Mark Nightingale, another NYJO alumni, contributed a new arrangement of Just My Bill from Show Boat in tribute to Bill Ashton OBE who founded NYJO in 1965 and directed its operations until succeeded by Mark Armstrong four years ago.

As one would expect from one of the world’s great trombonists, Just My Bill showcased the entire trombone section in choral fashion — a sound to behold!

Other highlights — the fire and ferocity of Tom Ridout’s tenor saxophone on Blowing Hills, an exciting alto dual between Ben Treacher and Sam Glaser on Never The Twain, the gorgeous musical colours captured by the entire band in Dreams, and Mark Armstrong’s trumpet excursion on Lady Be Good.

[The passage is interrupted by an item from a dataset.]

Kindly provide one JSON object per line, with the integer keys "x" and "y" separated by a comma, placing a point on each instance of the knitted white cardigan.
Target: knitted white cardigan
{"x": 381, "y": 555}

Mark, whose “day job” is Jazz Professor at the Royal College of Music, leads the orchestra with good humour and irresistible enthusiasm.

No big band would be complete without a singer, and Ellie Bignall fulfilled that role superbly. She has great stage presence, beautifully clear diction and instantly communicated the warmth of her personality in Old Black Magic.

She met the lyrical challenges of It’s De-Lovely with consummate ease and rounded off the evening with a soulful Feeling Good.

As the evening drew to a close Mark Armstrong promised a return visit next year. A word of advice: book early!